THE FADED SERB MYTH
The odds may still not be even on the battlefield in Bosnia, but they certainly have changed. For the first time in three years, the Bosnian Serb military machine has been forced into reverse, yielding large pieces of territory to a Croatian-Bosnian government offensive in the northwest of the country and easing the siege of Sarajevo under the pressure of a 14-day NATO bombing campaign. Whether the war in the former Yugoslavia is in its endgame or not, the dramatic shifts in the military and territorial balance should have a salutary effect on peace negotiations. The myth of invincibility, which the Bosnian Serbs wrapped around themselves--and which much of the outside world readily accepted--has faded, if not evaporated.
Pushed back along a broad front, the Bosnian Serbs now hold about half of Bosnia and Herzegovina, 20% less than before their retreat--and the approximate share set aside for them in a proposed settlement. Why the sudden reverse after three years in which they called virtually all the shots in the war, ignored pleas for restraint and thumbed their noses at the world? What happened to the soldiers described by Serbian President Slobodan Milosevic in a recent Time interview as "no doubt the better fighters"? Was the Bosnian Serb army ever as good as it was assumed to be? Probably not.
"Maybe everyone overestimated them in the beginning," says Lewis MacKenzie, the now retired Canadian major general who commanded U.N. peacekeepers in the Sarajevo sector in 1992. Weaknesses there certainly were: lack of infantry and a reluctance to use it, overextended supply and communications lines, and poorly trained troops pressed into service. The shortcomings didn't seem to matter so long as the Bosnian Serbs' heavy weapons kept the thoroughly outgunned Bosnian government forces boxed in on the defensive.
Almost unnoticed, however, the deficiencies began to tell when Milosevic, looking for a negotiated solution, withheld his political and material support from the Bosnian Serbs. Military stalemate, debilitating for any army, took a toll as well: in recent months reports of war weariness, low morale and lax discipline cropped up with increasing frequency. Inept officers were drinking when they should have been training their troops, a Serb militia leader told a New York Times reporter last week; the soldiers, he said, were "too stupid to stop an attack by Boy Scouts." Stupid or shrewd, many also saw little point in fighting for territory that the negotiators might soon take from them anyway.

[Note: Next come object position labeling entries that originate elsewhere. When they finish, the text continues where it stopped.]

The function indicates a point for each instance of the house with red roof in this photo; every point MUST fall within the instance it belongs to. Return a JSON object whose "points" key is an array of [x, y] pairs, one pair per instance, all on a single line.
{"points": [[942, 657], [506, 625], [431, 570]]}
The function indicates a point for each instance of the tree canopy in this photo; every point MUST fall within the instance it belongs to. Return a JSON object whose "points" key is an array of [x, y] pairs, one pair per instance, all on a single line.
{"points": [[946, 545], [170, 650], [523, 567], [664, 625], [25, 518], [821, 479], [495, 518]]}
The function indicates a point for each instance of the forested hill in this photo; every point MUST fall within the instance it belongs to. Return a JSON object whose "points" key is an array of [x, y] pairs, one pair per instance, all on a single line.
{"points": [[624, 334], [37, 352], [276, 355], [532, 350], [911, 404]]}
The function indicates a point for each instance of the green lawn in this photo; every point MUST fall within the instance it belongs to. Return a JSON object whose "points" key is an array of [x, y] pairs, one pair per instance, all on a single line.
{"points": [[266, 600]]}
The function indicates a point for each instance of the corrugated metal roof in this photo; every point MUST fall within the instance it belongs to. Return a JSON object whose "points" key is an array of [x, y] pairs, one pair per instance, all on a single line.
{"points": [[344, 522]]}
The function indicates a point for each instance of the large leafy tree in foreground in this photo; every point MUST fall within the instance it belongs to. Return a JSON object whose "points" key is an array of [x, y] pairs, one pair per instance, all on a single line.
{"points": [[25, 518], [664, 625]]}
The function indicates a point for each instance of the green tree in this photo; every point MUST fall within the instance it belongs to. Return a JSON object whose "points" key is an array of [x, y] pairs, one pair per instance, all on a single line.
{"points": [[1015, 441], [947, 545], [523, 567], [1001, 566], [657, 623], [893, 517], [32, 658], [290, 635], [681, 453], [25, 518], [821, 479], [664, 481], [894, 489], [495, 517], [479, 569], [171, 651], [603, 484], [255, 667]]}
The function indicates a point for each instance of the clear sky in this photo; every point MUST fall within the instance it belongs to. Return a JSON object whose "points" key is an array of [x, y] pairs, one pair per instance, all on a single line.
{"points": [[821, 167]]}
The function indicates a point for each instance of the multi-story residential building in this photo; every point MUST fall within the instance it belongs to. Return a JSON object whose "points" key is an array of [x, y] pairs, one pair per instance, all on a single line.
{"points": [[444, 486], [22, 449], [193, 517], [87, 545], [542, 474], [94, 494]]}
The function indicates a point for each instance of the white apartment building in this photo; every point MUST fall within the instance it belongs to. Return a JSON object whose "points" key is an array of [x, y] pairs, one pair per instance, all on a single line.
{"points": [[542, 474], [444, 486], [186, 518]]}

On top of this came NATO's air campaign against Bosnian Serb air defense installations and ammunition storage facilities. The full impact is yet to be assessed, but the targets were "severely reduced," in the U.S. Defense Department's curt reading after the bombing halt was extended indefinitely last week. Apparently crucial was a Sept. 10 strike on command-control and communications facilities around the Bosnian Serbs' stronghold of Banja Luka; several cruise missiles crippled the installations just as the Croatian-Bosnian offensive began in the northwest.